From Wikipedia, the free encyclopedia
Jump to: navigation, search
A family belonging to the Principalía or lowland Christian nobility and aristocracy, wearing the Barong Tagalog and Baro't Saya.

The Baro’t saya is the unofficial national dress of the Philippines.

Etymology[edit]

The name is a contraction of the Tagalog phrase "baro at sayà". Baro is a generic term glossed as "outfit", "upper dress", or "clothing" (a cognate of the Malay and Indonesian baju), and is also found in the term Barong tagalog, itself a contraction of "baro ng Tagalog" ("Tagalog clothing"). Saya, meanwhile, is a term for a woman's dress, particularly a skirt.

History[edit]

Pre-Hispanic clothing of Tagalog nobility in the 16th century Boxer Codex, featuring a woman dressed in a prototype to the Baro't saya

This indigenous mode of dressing in the Philippines was heavily influenced by the country's Spanish Era.
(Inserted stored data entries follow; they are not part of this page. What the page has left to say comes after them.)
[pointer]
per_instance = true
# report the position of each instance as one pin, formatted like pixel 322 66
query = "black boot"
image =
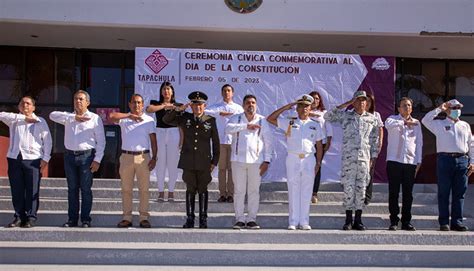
pixel 190 199
pixel 348 225
pixel 203 198
pixel 358 221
In the pre-colonial period, the half-naked style for women consisted only of the saya (long, wrap-around skirt) or tapis (knee-length wrap-around skirt) covering the lower half of the body. The upper torso and breasts were left bare, but this was gradually covered with the "baro", which was a collarless blouse.

The early pre-colonial clothing of groups such as the Tagalogs and Visayans included both the baro and saya made from silk in matching colours. This style was exclusively worn by the women from the upper caste, while those of lower castes wore baro made from pounded white bark fibre. Modern groups whose traditional attire still closely resembles these more ancient styles include the Tumandok of Panay—the only Visayan people that were not hispanised; various Moro peoples; and the indigenous Lumad tribes in the interior of Mindanao.[1]

Components[edit]

Due to Spanish colonisation, the basic outfit had evolved into a many-layered ensemble. At the height of its complexity towards the end of the 19th century, the dress consisted of the following pieces:

  • kimona, or inner blouse.
  • baro, an often gauzy outer shirt with fine embroidery and wide sleeves.
  • pañuelo or piano shawl, starched to achieve a raised look.
  • naguas or starched petticoat. The name is derived from the Spanish enagua, and is mentioned in the folk song Paru-parong Bukid ("Farmland Butterfly").
  • saya or the skirt proper. This is laid over the naguas and either bunched at the back to mirror the then-fashionable polonaise or given a de cola or finely-embroidered train.
  • tapis, a descendant of the pre-colonial wrap-around skirt, which covers the upper half of the saya. Upper-class women could afford to have intricate tapis made of fine lace, while poorer ladies donned tapis in plainer, opaque fabrics.

Variations[edit]

Some variations of the baro't saya are the Maria Clara gown, the ensemble having the addition of the alampáy or pañuelo, a large kerchief or shawl wrapped around the shoulders that may be drawn over the head as a makeshift veil.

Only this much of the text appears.